John Barnie, Ghiaccio

Collana Goldfinch – Poesia gallese contemporanea
John Barnie, Ghiaccio
ISBN 978-88-96263-14-3
pp. 342, € 12

Gli umani, i nostri posteri, vivono rassegnati sotto una severa dittatura che ne controlla ogni gesto, ne organizza il tempo libero, decidendo di ogni attività e forma espressiva, compresa quella artistica. Il Comando controlla perfino i momenti di svago, organizzando forme di intrattenimento “innocue”, in una pesante atmosfera censoria. Il tutto è visto attraverso gli occhi di un tenente delle truppe d’assalto di Banda, cioè narrato dall’interno. Tutti i personaggi sono “tipi”, eppure non stilizzati, bensì presenti, attuali, reali. E somigliano a noi in modo eloquente e inquietante. Sono i membri di una umanità abbandonata a se stessa, gravata dal peso dei propri errori, di cui non sempre ha la piena percezione. Sono uomini che hanno dovuto dimenticare la forma di una foglia, il colore dei fiori, il canto degli uccelli, il calore della luce del sole. Eppure ancora combattono tra loro. Come già in Tumulto in cielo, Dio ha rinunciato a loro, o è da loro stato relegato in distanza. Se ne resta appartato, fuori dal gioco, desolato o indifferente o forse soltanto assente. E gli esseri umani sono prigionieri della proprio assoluta, incondizionata libertà. Di cui hanno approfittato per distruggere la bellezza, umiliare e circoscrivere ogni forma d’arte, sottrarsi il sole, il verde, il ciclo delle stagioni, odori e sapori, l’alternanza del giorno e della notte. Ma pur essendo accomunati dallo stesso tragico destino, gli umani continuano a odiare, a distruggere, devastare e saccheggiare il poco che sono riusciti a preservare dalla rapida avanzata del ghiaccio, in cielo, nell’anima, sul suolo.

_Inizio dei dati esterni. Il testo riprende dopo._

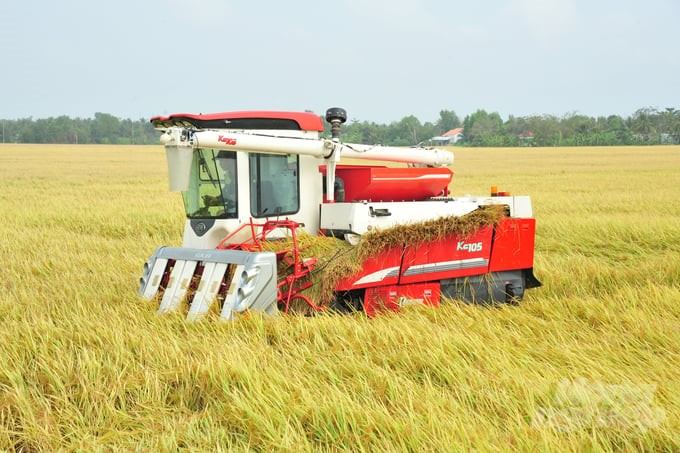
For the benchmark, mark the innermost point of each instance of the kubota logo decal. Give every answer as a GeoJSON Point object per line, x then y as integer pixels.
{"type": "Point", "coordinates": [473, 247]}
{"type": "Point", "coordinates": [226, 140]}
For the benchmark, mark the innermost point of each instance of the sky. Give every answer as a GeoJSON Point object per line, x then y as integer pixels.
{"type": "Point", "coordinates": [380, 60]}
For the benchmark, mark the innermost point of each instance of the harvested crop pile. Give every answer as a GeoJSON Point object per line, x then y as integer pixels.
{"type": "Point", "coordinates": [338, 260]}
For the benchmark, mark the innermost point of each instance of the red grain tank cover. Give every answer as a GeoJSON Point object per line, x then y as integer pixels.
{"type": "Point", "coordinates": [379, 183]}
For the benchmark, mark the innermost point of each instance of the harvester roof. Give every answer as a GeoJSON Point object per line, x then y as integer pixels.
{"type": "Point", "coordinates": [267, 120]}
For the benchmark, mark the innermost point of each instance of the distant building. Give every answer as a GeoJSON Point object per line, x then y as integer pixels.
{"type": "Point", "coordinates": [448, 138]}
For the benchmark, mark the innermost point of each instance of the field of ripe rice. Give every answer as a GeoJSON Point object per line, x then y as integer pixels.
{"type": "Point", "coordinates": [590, 361]}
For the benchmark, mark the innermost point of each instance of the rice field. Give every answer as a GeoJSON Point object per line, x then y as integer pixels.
{"type": "Point", "coordinates": [590, 361]}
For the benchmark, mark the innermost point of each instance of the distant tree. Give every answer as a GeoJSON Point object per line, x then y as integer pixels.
{"type": "Point", "coordinates": [481, 126]}
{"type": "Point", "coordinates": [447, 120]}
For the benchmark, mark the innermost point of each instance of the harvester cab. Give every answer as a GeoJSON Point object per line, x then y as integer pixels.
{"type": "Point", "coordinates": [249, 178]}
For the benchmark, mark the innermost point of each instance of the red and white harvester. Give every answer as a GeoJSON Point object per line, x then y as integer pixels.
{"type": "Point", "coordinates": [249, 177]}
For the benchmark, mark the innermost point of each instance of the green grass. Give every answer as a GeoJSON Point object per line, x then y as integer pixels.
{"type": "Point", "coordinates": [85, 365]}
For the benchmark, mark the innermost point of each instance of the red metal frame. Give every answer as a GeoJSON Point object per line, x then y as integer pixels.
{"type": "Point", "coordinates": [297, 268]}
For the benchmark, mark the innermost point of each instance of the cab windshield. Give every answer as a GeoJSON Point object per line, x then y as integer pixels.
{"type": "Point", "coordinates": [212, 189]}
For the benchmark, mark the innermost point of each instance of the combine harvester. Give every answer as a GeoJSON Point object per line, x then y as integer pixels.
{"type": "Point", "coordinates": [248, 178]}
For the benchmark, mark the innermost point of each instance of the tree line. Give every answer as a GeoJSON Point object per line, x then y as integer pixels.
{"type": "Point", "coordinates": [649, 126]}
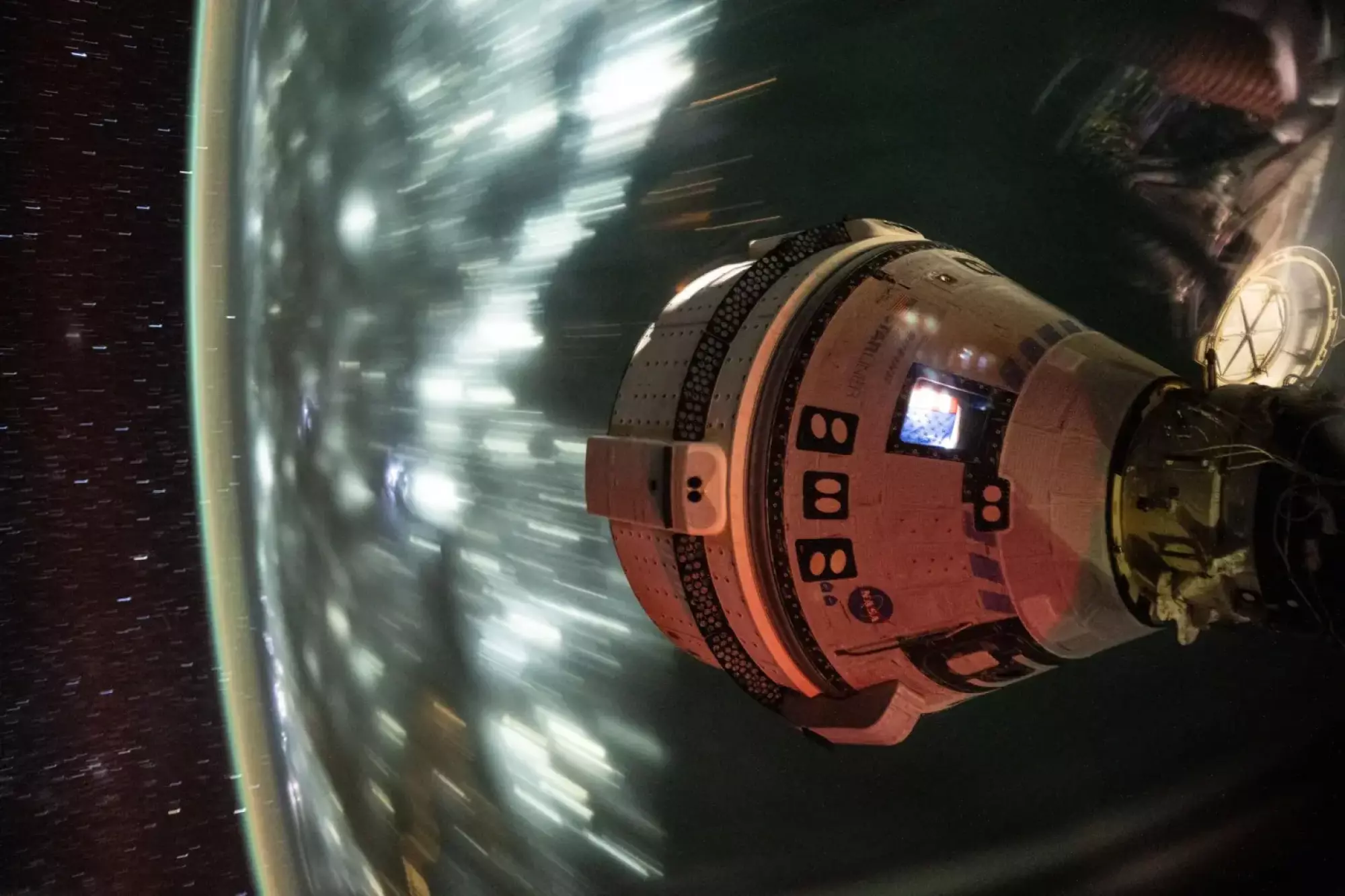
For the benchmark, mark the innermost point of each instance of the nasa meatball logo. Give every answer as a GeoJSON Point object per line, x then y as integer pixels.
{"type": "Point", "coordinates": [871, 604]}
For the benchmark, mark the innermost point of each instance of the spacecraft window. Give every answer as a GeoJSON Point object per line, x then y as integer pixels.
{"type": "Point", "coordinates": [944, 417]}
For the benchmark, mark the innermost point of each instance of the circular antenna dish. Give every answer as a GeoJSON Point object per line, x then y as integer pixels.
{"type": "Point", "coordinates": [1278, 325]}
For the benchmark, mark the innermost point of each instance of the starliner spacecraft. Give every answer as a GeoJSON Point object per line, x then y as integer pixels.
{"type": "Point", "coordinates": [870, 478]}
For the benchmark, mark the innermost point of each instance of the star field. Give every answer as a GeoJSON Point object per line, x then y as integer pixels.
{"type": "Point", "coordinates": [114, 771]}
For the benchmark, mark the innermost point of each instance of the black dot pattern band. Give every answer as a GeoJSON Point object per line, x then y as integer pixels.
{"type": "Point", "coordinates": [714, 349]}
{"type": "Point", "coordinates": [779, 447]}
{"type": "Point", "coordinates": [693, 408]}
{"type": "Point", "coordinates": [699, 585]}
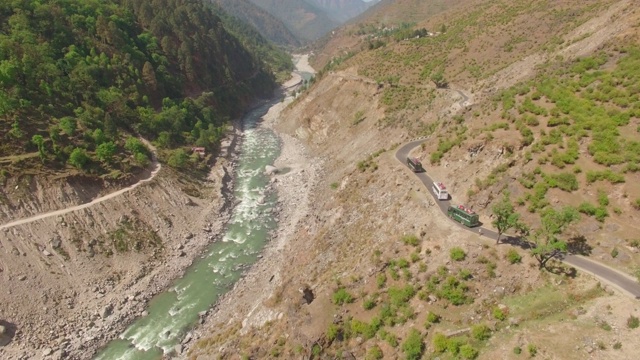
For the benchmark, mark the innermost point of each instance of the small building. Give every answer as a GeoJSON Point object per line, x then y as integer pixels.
{"type": "Point", "coordinates": [198, 150]}
{"type": "Point", "coordinates": [440, 191]}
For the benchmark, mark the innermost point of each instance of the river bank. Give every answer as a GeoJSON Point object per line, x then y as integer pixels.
{"type": "Point", "coordinates": [86, 298]}
{"type": "Point", "coordinates": [298, 173]}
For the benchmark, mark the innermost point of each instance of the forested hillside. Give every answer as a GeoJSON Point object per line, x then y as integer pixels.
{"type": "Point", "coordinates": [80, 80]}
{"type": "Point", "coordinates": [268, 25]}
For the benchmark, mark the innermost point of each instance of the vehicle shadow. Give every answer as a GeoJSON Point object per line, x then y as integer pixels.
{"type": "Point", "coordinates": [516, 241]}
{"type": "Point", "coordinates": [7, 332]}
{"type": "Point", "coordinates": [578, 245]}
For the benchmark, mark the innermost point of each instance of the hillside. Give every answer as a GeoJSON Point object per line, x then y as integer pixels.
{"type": "Point", "coordinates": [80, 81]}
{"type": "Point", "coordinates": [268, 25]}
{"type": "Point", "coordinates": [534, 99]}
{"type": "Point", "coordinates": [311, 19]}
{"type": "Point", "coordinates": [387, 16]}
{"type": "Point", "coordinates": [341, 10]}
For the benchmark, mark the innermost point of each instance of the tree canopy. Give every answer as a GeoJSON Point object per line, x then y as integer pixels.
{"type": "Point", "coordinates": [75, 74]}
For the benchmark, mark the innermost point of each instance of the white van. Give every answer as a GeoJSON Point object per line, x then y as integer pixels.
{"type": "Point", "coordinates": [440, 190]}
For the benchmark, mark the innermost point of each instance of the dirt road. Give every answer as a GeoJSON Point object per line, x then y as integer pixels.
{"type": "Point", "coordinates": [619, 280]}
{"type": "Point", "coordinates": [156, 166]}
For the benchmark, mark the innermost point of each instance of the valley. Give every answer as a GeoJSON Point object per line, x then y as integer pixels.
{"type": "Point", "coordinates": [527, 112]}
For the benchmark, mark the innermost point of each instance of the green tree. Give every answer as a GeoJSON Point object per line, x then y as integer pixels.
{"type": "Point", "coordinates": [79, 158]}
{"type": "Point", "coordinates": [135, 146]}
{"type": "Point", "coordinates": [178, 159]}
{"type": "Point", "coordinates": [38, 140]}
{"type": "Point", "coordinates": [149, 76]}
{"type": "Point", "coordinates": [15, 131]}
{"type": "Point", "coordinates": [546, 242]}
{"type": "Point", "coordinates": [438, 79]}
{"type": "Point", "coordinates": [105, 151]}
{"type": "Point", "coordinates": [68, 125]}
{"type": "Point", "coordinates": [413, 346]}
{"type": "Point", "coordinates": [98, 136]}
{"type": "Point", "coordinates": [505, 217]}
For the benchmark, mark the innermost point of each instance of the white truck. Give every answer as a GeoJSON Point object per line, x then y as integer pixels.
{"type": "Point", "coordinates": [440, 191]}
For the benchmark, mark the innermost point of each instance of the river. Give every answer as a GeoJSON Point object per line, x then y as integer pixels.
{"type": "Point", "coordinates": [173, 313]}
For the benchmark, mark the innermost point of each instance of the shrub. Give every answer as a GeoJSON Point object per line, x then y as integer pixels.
{"type": "Point", "coordinates": [413, 346]}
{"type": "Point", "coordinates": [433, 317]}
{"type": "Point", "coordinates": [400, 296]}
{"type": "Point", "coordinates": [332, 332]}
{"type": "Point", "coordinates": [565, 181]}
{"type": "Point", "coordinates": [480, 332]}
{"type": "Point", "coordinates": [455, 291]}
{"type": "Point", "coordinates": [439, 343]}
{"type": "Point", "coordinates": [358, 327]}
{"type": "Point", "coordinates": [369, 304]}
{"type": "Point", "coordinates": [614, 178]}
{"type": "Point", "coordinates": [468, 352]}
{"type": "Point", "coordinates": [178, 158]}
{"type": "Point", "coordinates": [603, 199]}
{"type": "Point", "coordinates": [375, 353]}
{"type": "Point", "coordinates": [453, 345]}
{"type": "Point", "coordinates": [513, 256]}
{"type": "Point", "coordinates": [78, 158]}
{"type": "Point", "coordinates": [457, 254]}
{"type": "Point", "coordinates": [411, 240]}
{"type": "Point", "coordinates": [499, 314]}
{"type": "Point", "coordinates": [465, 274]}
{"type": "Point", "coordinates": [341, 297]}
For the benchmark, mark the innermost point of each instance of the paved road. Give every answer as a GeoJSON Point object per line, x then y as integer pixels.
{"type": "Point", "coordinates": [156, 166]}
{"type": "Point", "coordinates": [620, 280]}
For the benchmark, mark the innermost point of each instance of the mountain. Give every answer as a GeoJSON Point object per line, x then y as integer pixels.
{"type": "Point", "coordinates": [268, 25]}
{"type": "Point", "coordinates": [528, 109]}
{"type": "Point", "coordinates": [311, 19]}
{"type": "Point", "coordinates": [341, 10]}
{"type": "Point", "coordinates": [386, 14]}
{"type": "Point", "coordinates": [79, 81]}
{"type": "Point", "coordinates": [274, 58]}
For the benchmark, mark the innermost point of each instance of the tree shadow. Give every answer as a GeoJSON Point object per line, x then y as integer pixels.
{"type": "Point", "coordinates": [7, 332]}
{"type": "Point", "coordinates": [559, 268]}
{"type": "Point", "coordinates": [578, 245]}
{"type": "Point", "coordinates": [517, 241]}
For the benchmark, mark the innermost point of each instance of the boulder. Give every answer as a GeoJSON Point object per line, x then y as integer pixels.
{"type": "Point", "coordinates": [270, 170]}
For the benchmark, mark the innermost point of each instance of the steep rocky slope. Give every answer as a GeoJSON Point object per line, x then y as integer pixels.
{"type": "Point", "coordinates": [375, 270]}
{"type": "Point", "coordinates": [72, 282]}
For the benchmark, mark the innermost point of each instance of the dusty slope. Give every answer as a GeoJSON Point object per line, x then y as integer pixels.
{"type": "Point", "coordinates": [353, 213]}
{"type": "Point", "coordinates": [67, 288]}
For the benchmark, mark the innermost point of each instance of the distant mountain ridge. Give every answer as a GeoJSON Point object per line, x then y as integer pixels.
{"type": "Point", "coordinates": [311, 19]}
{"type": "Point", "coordinates": [269, 26]}
{"type": "Point", "coordinates": [341, 10]}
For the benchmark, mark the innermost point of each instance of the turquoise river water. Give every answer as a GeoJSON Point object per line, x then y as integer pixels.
{"type": "Point", "coordinates": [174, 312]}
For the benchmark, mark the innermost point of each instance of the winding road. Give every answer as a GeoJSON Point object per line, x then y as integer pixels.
{"type": "Point", "coordinates": [613, 277]}
{"type": "Point", "coordinates": [156, 166]}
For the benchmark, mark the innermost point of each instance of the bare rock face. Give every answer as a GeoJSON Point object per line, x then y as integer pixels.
{"type": "Point", "coordinates": [270, 170]}
{"type": "Point", "coordinates": [6, 333]}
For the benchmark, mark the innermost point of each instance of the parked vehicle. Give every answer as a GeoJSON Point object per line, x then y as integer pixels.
{"type": "Point", "coordinates": [463, 215]}
{"type": "Point", "coordinates": [414, 164]}
{"type": "Point", "coordinates": [440, 191]}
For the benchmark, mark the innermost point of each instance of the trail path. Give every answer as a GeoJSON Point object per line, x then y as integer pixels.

Dalla Prefazione di Chiara De Luca

“I poeti avevano sempre,” dice il Comando, “troppe opinioni;
i migliori erano depressi e malvestiti.
Se avessimo insistito a volerli dentro il cordone si sarebbero
aggirati nelle cucine del campo dicendo “È tutto sbagliato”,
con quella loro punta di dissenso. (Si è mai visto un poeta soddisfatto;
non lo pensiamo né crediamo possibile.)

Ma fronteggiando Hox e Nekton nel campo di battaglia della tundra
avremmo potuto imbrigliare la mistica che sempre rivendicano
dall’alto dei loro cavalli enormi di parole

ben presto caduti nella neve, così ci dissero, trascinandoli con sé
morirono con loro senza portare alcun conforto tra le fila oscure degli Abbandonati,
tanto che quando gli frugarono nelle tasche alla ricerca di un tozzo di pane trovarono solo poesie
con varie correzioni, le gettarono in mezzo alla neve
che cadeva e cadeva e cadeva e cadeva nel lungo viaggio verso la costa.”